As our cover feature sets out, US universities are also being looked upon to support local schools and facilitate a more seamless transition to higher education. And there have been several successful initiatives.

But do universities really have the expertise or the bandwidth to get heavily involved in schools? University of Oxford vice-chancellor Louise Richardson dismissed May’s plans as a “distraction”, saying: “We have no experience in running schools. There are many wonderful teachers and headteachers throughout the country and I think it's, frankly, insulting to them to suggest that a university can come in and do what they are working very hard to do.”

The Brexit black hole into which policymaking was plunged post-referendum consumed May’s plan, but last November, then universities minister Michelle Donelan announced a plan to require English universities to “improve outcomes for disadvantaged children by driving up education standards in schools and colleges in the local community”. Specific measures were not mentioned, but “providing tutoring services” was suggested.

Another idea, articulated in 2019 by former public school and grammar school head Martin Stephen, is for universities to “become involved again in the examination system” to combat the competition among exam boards that he saw as driving down standards, leaving poorer students ill-prepared for selective universities. He also suggested that access initiatives should be targeted earlier: “Minds are often made up by the age of 14; schemes need to start with 11- and 12-year-olds, or even earlier.”

Indeed, according to Sandy Baum and Michael McPherson, whose recent book on universities’ role in addressing inequality was featured in Times Higher Education, universities might even consider lobbying for more expenditure on early years provision since “compensating at later ages for the effects of early inequalities in children’s treatment and opportunity is more expensive, less effective, and more limited in reach than preventing the inequalities in the first place”.

Whether Donelan’s policy will survive the latest Conservative leadership contest is open to question.
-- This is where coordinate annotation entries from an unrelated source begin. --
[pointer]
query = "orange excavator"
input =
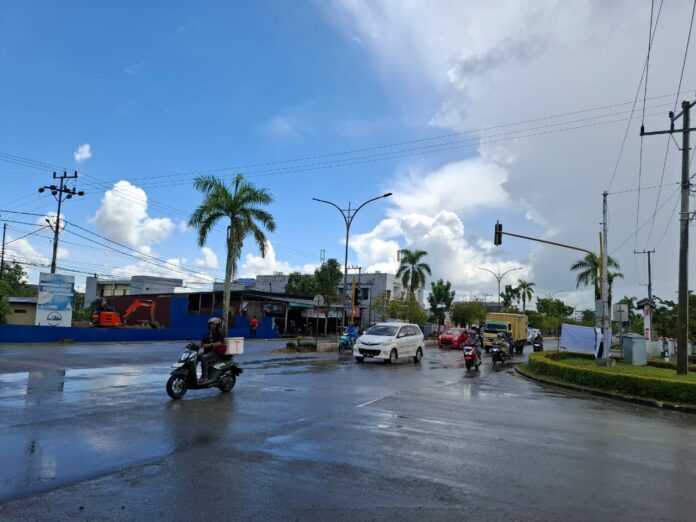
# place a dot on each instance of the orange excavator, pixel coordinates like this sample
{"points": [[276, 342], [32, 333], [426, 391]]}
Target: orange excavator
{"points": [[105, 315]]}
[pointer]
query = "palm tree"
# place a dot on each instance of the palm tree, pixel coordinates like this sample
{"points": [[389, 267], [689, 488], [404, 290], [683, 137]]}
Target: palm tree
{"points": [[588, 268], [411, 270], [525, 289], [242, 206]]}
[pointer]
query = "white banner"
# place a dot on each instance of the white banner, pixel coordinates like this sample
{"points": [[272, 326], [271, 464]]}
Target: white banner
{"points": [[581, 338], [54, 305]]}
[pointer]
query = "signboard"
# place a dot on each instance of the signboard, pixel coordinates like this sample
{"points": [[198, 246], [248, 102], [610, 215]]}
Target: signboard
{"points": [[54, 305]]}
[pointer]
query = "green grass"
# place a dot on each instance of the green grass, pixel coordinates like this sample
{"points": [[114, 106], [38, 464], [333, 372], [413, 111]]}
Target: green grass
{"points": [[629, 369]]}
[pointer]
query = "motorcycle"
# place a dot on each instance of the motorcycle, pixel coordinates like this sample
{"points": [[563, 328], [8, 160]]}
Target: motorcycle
{"points": [[472, 357], [223, 373]]}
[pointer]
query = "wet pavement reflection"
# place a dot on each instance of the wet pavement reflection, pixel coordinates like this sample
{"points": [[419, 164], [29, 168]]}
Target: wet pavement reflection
{"points": [[301, 417]]}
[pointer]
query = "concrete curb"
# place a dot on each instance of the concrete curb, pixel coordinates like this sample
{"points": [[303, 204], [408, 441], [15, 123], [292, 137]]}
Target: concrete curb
{"points": [[607, 395]]}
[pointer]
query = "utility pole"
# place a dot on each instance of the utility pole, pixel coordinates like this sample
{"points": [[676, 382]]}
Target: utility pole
{"points": [[61, 193], [606, 325], [2, 256], [348, 216], [684, 218], [499, 277], [649, 270]]}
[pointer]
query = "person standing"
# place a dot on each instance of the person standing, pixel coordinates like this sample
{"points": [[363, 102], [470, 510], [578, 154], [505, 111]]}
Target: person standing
{"points": [[253, 325]]}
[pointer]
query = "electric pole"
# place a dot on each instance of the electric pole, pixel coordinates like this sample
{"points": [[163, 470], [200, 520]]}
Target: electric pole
{"points": [[606, 325], [649, 270], [61, 193], [2, 256], [684, 218]]}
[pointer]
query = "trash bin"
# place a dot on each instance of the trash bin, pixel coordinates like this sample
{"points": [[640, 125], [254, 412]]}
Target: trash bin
{"points": [[634, 349]]}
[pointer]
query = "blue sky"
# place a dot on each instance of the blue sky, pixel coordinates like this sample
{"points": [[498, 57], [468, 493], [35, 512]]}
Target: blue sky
{"points": [[159, 90]]}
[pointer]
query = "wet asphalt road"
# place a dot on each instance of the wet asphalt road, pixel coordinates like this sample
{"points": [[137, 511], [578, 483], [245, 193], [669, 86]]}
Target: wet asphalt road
{"points": [[90, 434]]}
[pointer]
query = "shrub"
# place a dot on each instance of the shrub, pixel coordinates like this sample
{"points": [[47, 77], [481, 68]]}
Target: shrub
{"points": [[551, 364]]}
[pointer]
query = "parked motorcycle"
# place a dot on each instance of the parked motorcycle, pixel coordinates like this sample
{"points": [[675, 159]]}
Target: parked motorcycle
{"points": [[222, 374], [472, 357]]}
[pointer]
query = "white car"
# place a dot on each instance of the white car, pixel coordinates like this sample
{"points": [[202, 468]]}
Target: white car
{"points": [[390, 342]]}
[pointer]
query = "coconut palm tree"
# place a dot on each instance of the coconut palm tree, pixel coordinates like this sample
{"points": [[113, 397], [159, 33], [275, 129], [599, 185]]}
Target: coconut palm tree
{"points": [[411, 270], [525, 289], [588, 269], [241, 205]]}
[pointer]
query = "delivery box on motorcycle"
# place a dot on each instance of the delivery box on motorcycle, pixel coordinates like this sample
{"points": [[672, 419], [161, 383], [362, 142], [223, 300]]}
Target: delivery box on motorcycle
{"points": [[234, 345]]}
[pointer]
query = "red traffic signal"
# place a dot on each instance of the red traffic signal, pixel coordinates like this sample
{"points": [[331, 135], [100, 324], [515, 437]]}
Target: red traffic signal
{"points": [[498, 238]]}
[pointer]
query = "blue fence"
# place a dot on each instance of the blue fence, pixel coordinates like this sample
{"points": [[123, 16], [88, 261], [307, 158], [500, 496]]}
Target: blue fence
{"points": [[193, 329]]}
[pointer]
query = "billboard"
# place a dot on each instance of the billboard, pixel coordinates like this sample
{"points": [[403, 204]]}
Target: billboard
{"points": [[54, 306]]}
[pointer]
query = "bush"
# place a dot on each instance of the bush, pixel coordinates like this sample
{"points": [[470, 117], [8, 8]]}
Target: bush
{"points": [[670, 365], [551, 364]]}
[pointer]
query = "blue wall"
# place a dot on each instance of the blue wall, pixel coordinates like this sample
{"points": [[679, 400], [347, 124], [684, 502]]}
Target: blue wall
{"points": [[184, 327]]}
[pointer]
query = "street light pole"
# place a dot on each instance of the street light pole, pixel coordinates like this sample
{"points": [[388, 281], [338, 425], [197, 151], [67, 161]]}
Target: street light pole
{"points": [[499, 277], [348, 216]]}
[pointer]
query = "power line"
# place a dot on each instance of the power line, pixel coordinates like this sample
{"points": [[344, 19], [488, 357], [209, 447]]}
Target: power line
{"points": [[651, 37]]}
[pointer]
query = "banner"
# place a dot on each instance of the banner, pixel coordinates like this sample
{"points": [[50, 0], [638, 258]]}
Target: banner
{"points": [[54, 305]]}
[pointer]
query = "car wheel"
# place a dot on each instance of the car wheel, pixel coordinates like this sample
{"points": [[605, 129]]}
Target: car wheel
{"points": [[418, 356]]}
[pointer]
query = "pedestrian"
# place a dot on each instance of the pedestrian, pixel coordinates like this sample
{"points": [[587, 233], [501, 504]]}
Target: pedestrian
{"points": [[253, 324]]}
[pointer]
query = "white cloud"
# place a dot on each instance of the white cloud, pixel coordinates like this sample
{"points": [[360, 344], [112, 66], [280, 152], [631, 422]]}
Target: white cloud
{"points": [[209, 258], [481, 64], [123, 217], [256, 265], [83, 153]]}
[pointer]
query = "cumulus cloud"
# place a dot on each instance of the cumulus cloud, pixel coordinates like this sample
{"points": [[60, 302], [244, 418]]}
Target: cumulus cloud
{"points": [[209, 258], [481, 64], [254, 265], [83, 153], [123, 217]]}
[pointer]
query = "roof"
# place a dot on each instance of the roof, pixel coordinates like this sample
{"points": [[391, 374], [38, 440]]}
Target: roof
{"points": [[25, 300]]}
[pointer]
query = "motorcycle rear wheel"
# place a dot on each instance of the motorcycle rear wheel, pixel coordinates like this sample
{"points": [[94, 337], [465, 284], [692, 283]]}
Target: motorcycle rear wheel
{"points": [[177, 387], [228, 385]]}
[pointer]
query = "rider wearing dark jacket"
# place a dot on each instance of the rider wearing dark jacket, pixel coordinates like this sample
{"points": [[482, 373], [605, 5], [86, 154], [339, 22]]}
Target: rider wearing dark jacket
{"points": [[213, 344]]}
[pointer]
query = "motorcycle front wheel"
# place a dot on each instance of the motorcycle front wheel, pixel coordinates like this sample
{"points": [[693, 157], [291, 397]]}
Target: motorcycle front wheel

Frontrunner Liz Truss is a former equalities minister, but her 2020 speech in that capacity announcing a “fight for fairness” mentioned universities only in the context of endorsing then education secretary Gavin Williamson’s plan to introduce post-qualification admissions on the grounds that poorer students’ grades are more likely to be under-predicted. That plan was dropped after Williamson was sacked, but Truss suggested last weekend that she wanted to revive it. She also plans to offer all students who receive three A*s at A level an automatic Oxbridge interview.

How much that will do for social mobility is open to question. Truss has controversially claimed that she herself got to Oxford despite going to a Leeds comprehensive whose pupils were “let down by low expectations”. And she has said that the school spent so much time teaching about “racism and sexism [that] there was too little time spent making sure everyone could read and write”. The fact that universities, too, are repeatedly bashed by the right about “wokeism” leaves it open to question whether Truss would see them as the solution to such alleged failings in schools.

Then again, while ministers cherish their ability to impose their own agendas on schools, the idea of being able to blame university leaders for any spluttering in the engine of social mobility will surely remain tempting.